I’m in my 40s, and finally decided to give C/C++ a serious go and try to learn them at a competent level after decades of putting it off, and now everybody wants to move to Rust.
Actually this is probably a good time for you to get into Rust, since everyone is still at the starting point (ish), and you, unlike others, don’t have decades of C/C++ habits ingrained in you. So if you’re starting off fresh, Rust is not a bad language to dip your toes into. :)
I’m at the level of finally understanding pointers, templates, and operator/function overloads and using them pretty effortlessly now. I looked at some Rust code. I’m not sure I have the brain plasticity to take that on at my age now without massive struggling.
That was me with PHP a decade ago. I was moving towards it as everyone was moving to JavaScript.
And honestly I’m gaining an appreciation for it all.

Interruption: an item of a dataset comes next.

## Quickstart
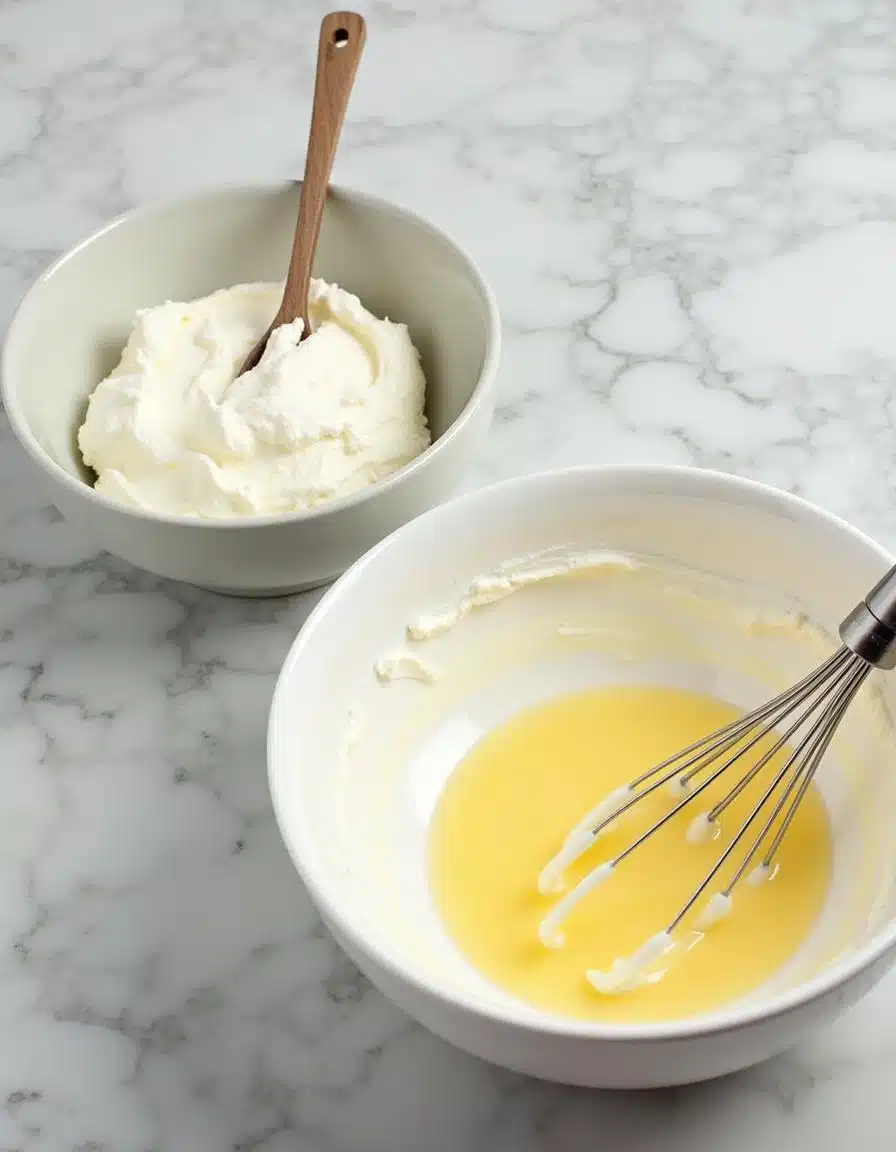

A few too many superlatives in their pitches for my taste. Not a bad idea overall, though the bias in favor of Rust is strong. Did it really become the go-to (heh) memory safe programming language for performance ?
Another project that does a very similar thing is around for a couple of years already, https://uutils.github.io/coreutils/
What is this? Looks like a website filled with info about projects unrelated to it and gathering donations for unknown purpose.
Sounds awesome to me. And I like that they have such narrow (achievable) goals.
Sounds good. Hopefully they also find some way to dynamically link libraries, to make the binary size and memory footprint smaller, compared to common rust programs.